Custo do trabalho na construção sobe 6,5% no arranque de 2022

Além da pressão dos salários por causa da falta de mão de obra, o setor da construção registou menos horas trabalhadas, o que poderá estar relacionado com a falta de materiais.

O mercado de trabalho em Portugal continua a melhorar, com a taxa de desemprego a descer novamente para os 5,9% no primeiro trimestre deste ano. Porém, os custos com os trabalhadores até desaceleraram no arranque de 2022, ainda que tal possa estar relacionado com um efeito estatística do lay-off simplificado. A construção continua a destacar-se com o maior aumento homólogo dos custos do trabalho, tendo acelerado face ao final de 2021.

“No 1.º trimestre de 2022, o Índice de Custo do Trabalho (ICT) registou um acréscimo homólogo de 1,1%“, anuncia o Instituto Nacional de Estatística (INE) esta sexta-feira, referindo que “no trimestre anterior, tinha aumentado 2,6%“.

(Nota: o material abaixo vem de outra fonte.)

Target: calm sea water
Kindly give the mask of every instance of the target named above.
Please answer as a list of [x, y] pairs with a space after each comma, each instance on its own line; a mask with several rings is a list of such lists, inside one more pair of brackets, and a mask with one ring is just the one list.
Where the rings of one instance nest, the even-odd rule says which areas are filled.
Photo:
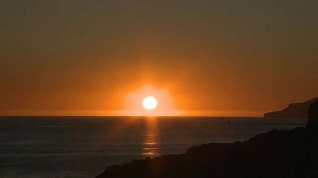
[[[231, 124], [228, 124], [228, 121]], [[95, 178], [133, 159], [244, 141], [307, 119], [0, 117], [0, 178]]]

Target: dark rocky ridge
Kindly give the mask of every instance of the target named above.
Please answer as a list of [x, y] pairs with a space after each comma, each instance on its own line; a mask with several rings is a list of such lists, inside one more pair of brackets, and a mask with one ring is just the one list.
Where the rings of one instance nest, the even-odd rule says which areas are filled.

O gabinete de estatísticas explica que o ICT, que mede os custos do trabalho por hora efetivamente trabalhada, integra no seu cálculo os encargos salariais “que foram parcialmente suportados pela Segurança Social no âmbito das medidas de proteção ao emprego, com a instituição, em particular, do regime de lay-off simplificado no contexto pandémico”. Na prática, “na perspetiva das empresas estes custos tendem a estar sobrestimados durante o período de vigência deste regime”.

Os dados mostram que a grande diferente está nos custos salariais por hora efetivamente trabalhada: aumentaram 0,4% no primeiro trimestre de 2022, em comparação com 2,6% no quarto trimestre de 2021. Já os outros custos do trabalho, também por hora efetivamente trabalhada, aceleraram para 3,8%, acima dos 2,5% do trimestre anterior.

Por setores, o maior aumento verificou-se no setor da construção com uma subida de 6,5%. Esta variação homóloga representa uma aceleração face 4,8% registado no quarto trimestre de 2021. Contudo, o INE sublinha que “o forte acréscimo naqueles custos na construção foi explicado pelo decréscimo no número de horas efetivamente trabalhadas por trabalhador“. Tal poderá estar relacionado com a falta de materiais, fruto da rápida subida dos preços e das dificuldades nas cadeias de valor internacionais, o que tem afetado as obras.

Já a maior queda registou-se na administração pública com uma descida de 2,2%. Esta descida é explicada pelo “aumento no número de horas efetivamente trabalhadas por trabalhador nestas atividades”. “No trimestre anterior, com exceção dos serviços, os custos salariais tinham registado acréscimos em todas as atividades económicas”, recorda o INE.

“Os custos não salariais registaram variações superiores às dos custos salariais”, nota o gabinete de estatísticas, explicando que “o aumento mais acentuado dos outros custos resulta da retoma do pagamento das contribuições patronais das empresas, que no trimestre homólogo tinham aderido ao regime de lay-off simplificado ou ao Apoio Extraordinário à Retoma Progressiva”. No lay-off, essas contribuições não tinham de ser pagas à Segurança Social.